Is Malaysia fit to lead widened search for missing flight MH370?
Now that the operation is moving into a new, much wider stage, Beijing should demand better co-operation to find missing plane
Nearly eight days after the disappearance of Malaysia Airlines flight MH370, Malaysian Prime Minister Najib Razak on Saturday made the first definitive comments on how the Boeing 777-200 carrying 239 passengers and crew had vanished.
Someone, he said, had taken "deliberate action" to disable the communications systems and change the course of the jet which could have continued flying for a further seven hours.
While Najib stopped short of calling the incident a hijacking, he admitted the plane could be anywhere in the Indian Ocean, or as far away as Kazakhstan, thousands of kilometres from the South China Sea where its transponder sent its last signal.
His remarks marked the investigation had moved into a new phase which would focus on the crew and passengers.
Najib's statement confirmed much of what had been leaked to the media in the preceding few days - that military radar and satellites had picked up signals of what may have been the missing aircraft, which seemed to be flying on a westerly course, far from its intended flight path to Beijing.
It has also confirmed widespread suspicions that Malaysia's civilian and military leaders had been aware of this information much earlier but failed to disclose it promptly and publicly.

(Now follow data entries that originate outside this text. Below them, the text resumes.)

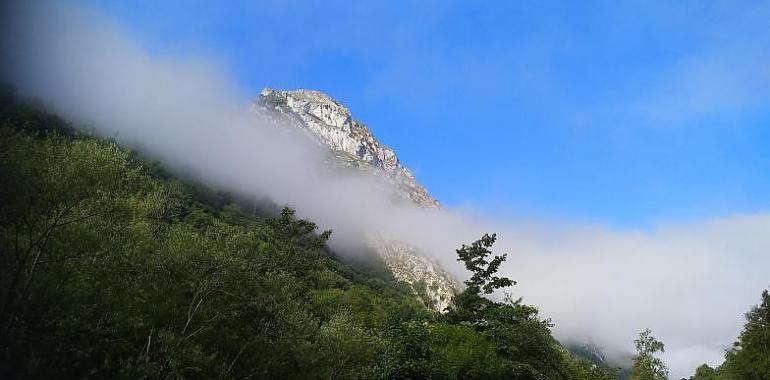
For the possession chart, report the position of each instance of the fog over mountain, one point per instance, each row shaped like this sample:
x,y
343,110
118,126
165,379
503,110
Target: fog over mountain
x,y
688,282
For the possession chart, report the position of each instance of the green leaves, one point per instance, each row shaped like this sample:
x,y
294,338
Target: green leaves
x,y
646,365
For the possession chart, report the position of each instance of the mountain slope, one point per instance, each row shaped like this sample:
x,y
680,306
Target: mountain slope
x,y
330,124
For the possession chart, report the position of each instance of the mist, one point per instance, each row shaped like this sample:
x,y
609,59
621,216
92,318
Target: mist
x,y
688,282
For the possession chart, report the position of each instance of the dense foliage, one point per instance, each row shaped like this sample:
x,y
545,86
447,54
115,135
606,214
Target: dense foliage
x,y
646,365
112,268
749,358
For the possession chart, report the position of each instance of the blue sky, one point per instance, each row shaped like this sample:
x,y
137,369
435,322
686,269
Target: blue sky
x,y
620,113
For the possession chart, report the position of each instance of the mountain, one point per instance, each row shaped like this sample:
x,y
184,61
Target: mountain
x,y
330,124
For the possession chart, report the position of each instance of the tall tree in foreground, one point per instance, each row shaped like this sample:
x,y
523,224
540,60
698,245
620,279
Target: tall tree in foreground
x,y
646,365
749,359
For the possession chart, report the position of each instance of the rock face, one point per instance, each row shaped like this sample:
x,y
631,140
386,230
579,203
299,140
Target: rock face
x,y
329,123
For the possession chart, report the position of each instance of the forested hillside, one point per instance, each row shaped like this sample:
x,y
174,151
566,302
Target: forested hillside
x,y
112,268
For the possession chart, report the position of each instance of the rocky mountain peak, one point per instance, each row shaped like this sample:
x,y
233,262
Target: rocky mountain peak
x,y
353,145
331,124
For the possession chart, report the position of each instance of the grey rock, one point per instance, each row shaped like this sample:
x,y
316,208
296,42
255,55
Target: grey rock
x,y
352,144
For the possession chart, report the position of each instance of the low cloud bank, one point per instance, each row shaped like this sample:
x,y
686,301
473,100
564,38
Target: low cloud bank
x,y
689,283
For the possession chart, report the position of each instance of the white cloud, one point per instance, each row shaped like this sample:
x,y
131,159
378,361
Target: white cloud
x,y
689,283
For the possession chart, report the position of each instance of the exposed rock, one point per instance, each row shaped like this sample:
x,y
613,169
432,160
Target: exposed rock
x,y
329,123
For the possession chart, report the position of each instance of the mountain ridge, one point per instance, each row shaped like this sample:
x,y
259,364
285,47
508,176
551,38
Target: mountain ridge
x,y
330,124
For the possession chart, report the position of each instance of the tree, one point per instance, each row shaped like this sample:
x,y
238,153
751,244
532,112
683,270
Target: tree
x,y
646,365
750,357
475,258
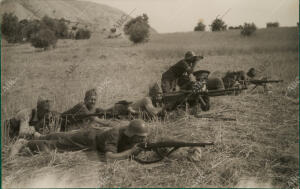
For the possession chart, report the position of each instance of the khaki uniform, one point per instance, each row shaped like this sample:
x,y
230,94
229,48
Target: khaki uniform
x,y
170,77
22,124
112,140
69,120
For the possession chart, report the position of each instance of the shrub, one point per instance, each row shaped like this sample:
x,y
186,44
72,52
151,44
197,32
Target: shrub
x,y
113,30
59,27
83,34
31,29
137,29
272,25
218,25
235,27
11,28
200,27
248,29
44,39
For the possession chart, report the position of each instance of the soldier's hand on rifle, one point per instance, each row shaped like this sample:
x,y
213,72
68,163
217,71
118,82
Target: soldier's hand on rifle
x,y
135,150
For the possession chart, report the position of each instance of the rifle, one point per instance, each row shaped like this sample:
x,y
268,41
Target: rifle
x,y
160,149
210,93
261,82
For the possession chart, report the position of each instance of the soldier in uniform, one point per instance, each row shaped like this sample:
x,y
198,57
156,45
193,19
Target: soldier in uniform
x,y
184,66
27,122
194,100
148,107
116,143
201,82
70,121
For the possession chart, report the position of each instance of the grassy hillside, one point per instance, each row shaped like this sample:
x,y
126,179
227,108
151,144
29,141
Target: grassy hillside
x,y
259,149
96,16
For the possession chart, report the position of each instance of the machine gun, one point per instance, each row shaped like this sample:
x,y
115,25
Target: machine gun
x,y
162,149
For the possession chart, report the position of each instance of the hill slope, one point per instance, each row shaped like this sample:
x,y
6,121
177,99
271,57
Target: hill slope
x,y
259,149
96,16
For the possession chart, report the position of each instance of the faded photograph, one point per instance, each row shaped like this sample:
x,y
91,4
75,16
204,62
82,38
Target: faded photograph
x,y
150,93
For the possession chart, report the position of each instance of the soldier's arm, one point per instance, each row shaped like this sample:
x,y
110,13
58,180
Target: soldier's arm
x,y
119,156
24,117
102,122
150,108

Instead, from the day the plane was reported missing, Malaysian officials gave evasive answers and conflicting accounts for much of last week, exposing their government's incompetence and lack of co-ordination in the eyes of the international community, to say the least.
From the beginning, Malaysian officials said they would not rule out any possibility, including foul play. But it emerged that investigators had only searched the homes of the pilot and other aircrew, and were taking a closer look at the passengers' backgrounds, over the weekend - more than a week after the plane went missing. These should have been done much earlier.
In retrospect, valuable time and resources were wasted as the extensive ocean search around Malaysia, involving 14 countries, 43 ships and 58 aircraft, had proved useless, turning up not a single piece of evidence.
Despite the fact so many countries are involved in what is said to be the biggest search and rescue operation in aviation history, it now transpires that certain countries were reluctant to share military radar data of the flight route, which also delayed pinning down basic information of the plane's movements.
The reality may be very different from Hollywood blockbusters in which powerful satellites can pinpoint any person or moving target to within metres. But the missing plane lost its signal in the South China Sea, an area of hotly contested territory that should be bristling with military radars. It is hard to imagine these countries failing to pick up signals from the plane after it vanished from civilian radars.
One can only surmise that, despite the scale of the disaster involving so many lives, various militaries in the area were reluctant to share information for national security reasons and fear of giving away military secrets.
It is quite telling that the Malaysian military, several days after the disappearance of the plane, started to drop vague hints their radar had continued to track the plane. These comments were at first dismissed publicly by Malaysian officials, who only on Thursday said that they were setting aside national security considerations to share military radar data with the US.
It is widely accepted that the host country of a missing airliner should be responsible for co-ordinating the search operation . But Malaysia, which has little experience in handling crises on this scale, proved incompetent.
Now that the multinational search operation is shifting to the Indian Ocean, an important question arises: should Malaysia continue to lead the operation?
Ever since the flight disappeared - carrying mostly Chinese passengers - Beijing has reacted swiftly, sending warships, deploying satellites, and dispatching a work group to Malaysia to aid the search operation.
By all accounts it has been a frustrating exercise for Chinese officials, who have sought more detailed and accurate information from the Malaysians.
It is time for Beijing to step up and lead the operation, using its influence to press the relevant nations to work more closely to solve the mystery.